The United States government is siding with (most) states over the sales tax debate and cited the national economy and the states’ “financial stability.” On Friday, the Supreme Court granted the United States Solicitor General permission to speak in Tuesday’s South Dakota vs Wayfair oral argument.
The US Solicitor General acts as the government’s lawyer in Supreme Court cases. In the request, the Solicitor General Noel J. Francisco wrote the following:
“The United States has a substantial interest in the Court’s resolution of the question presented because the rules that govern in this area will significantly affect the functioning of the national economy and the States’ financial stability. The United States has participated as amicus curiae in past cases concerning the application of the dormant Commerce Clause to state tax laws.”
However, not every state is in favor of overturning Quill vs North Dakota, which would allow states to compel out-of-state merchants to collect sales taxes on purchases made by their residents. New Hampshire filed an amicus brief this month explaining it does not impose a sales tax on retail goods, “and its retail businesses have never had to face the burden and expense of attempting to collect, hold, and account for the sales taxes of different jurisdictions.”
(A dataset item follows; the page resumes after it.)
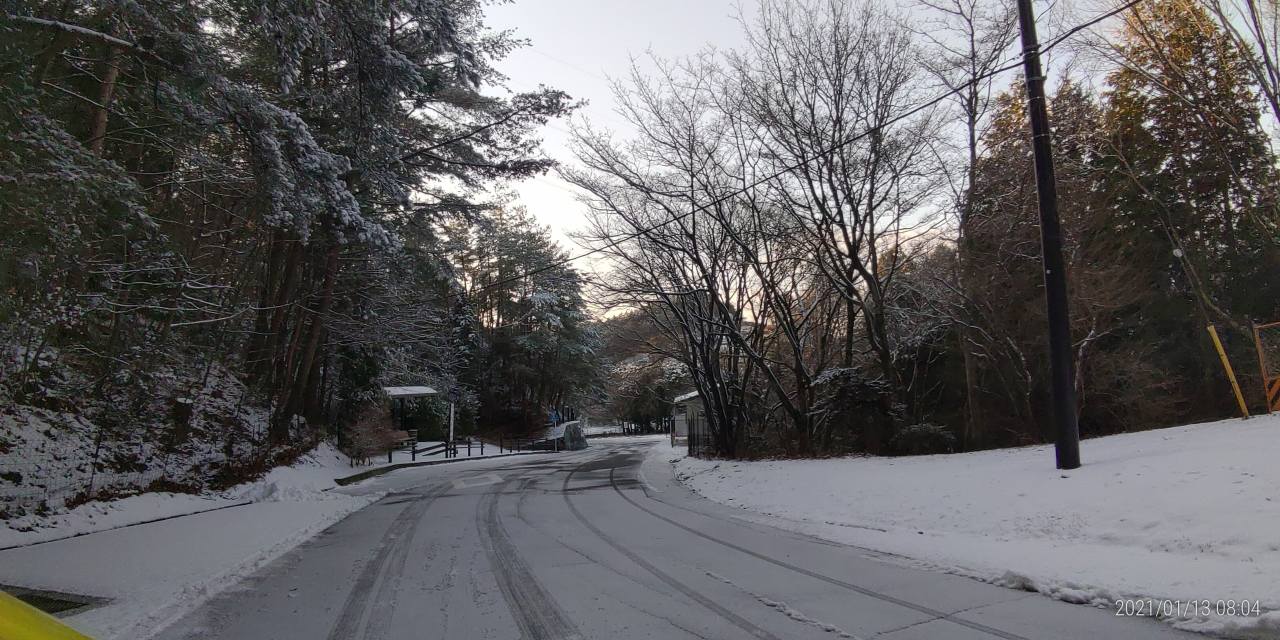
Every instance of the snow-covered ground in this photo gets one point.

New Hampshire said overturning Quill would harm its sovereign interests by permitting other states to reach across its borders and impose sales tax collection compliance on New Hampshire retail businesses.
Like many in the debate, New Hampshire believes it’s up to Congress to tackle the issue, not the judicial branch. “Congress retains the power to relax this physical-presence requirement in prospective, nuanced ways that this Court cannot.”
However, Congress has for years failed to pass any legislation despite repeated attempts at bills such as the “Marketplace Fairness Act” and the “Remote Transactions Parity Act.”
Each side is allowed 30 minutes to argue before the Court, and the Justices granted Francisco 10 minutes of the petitioner’s allotted argument time. (In this case, South Dakota is the petitioner).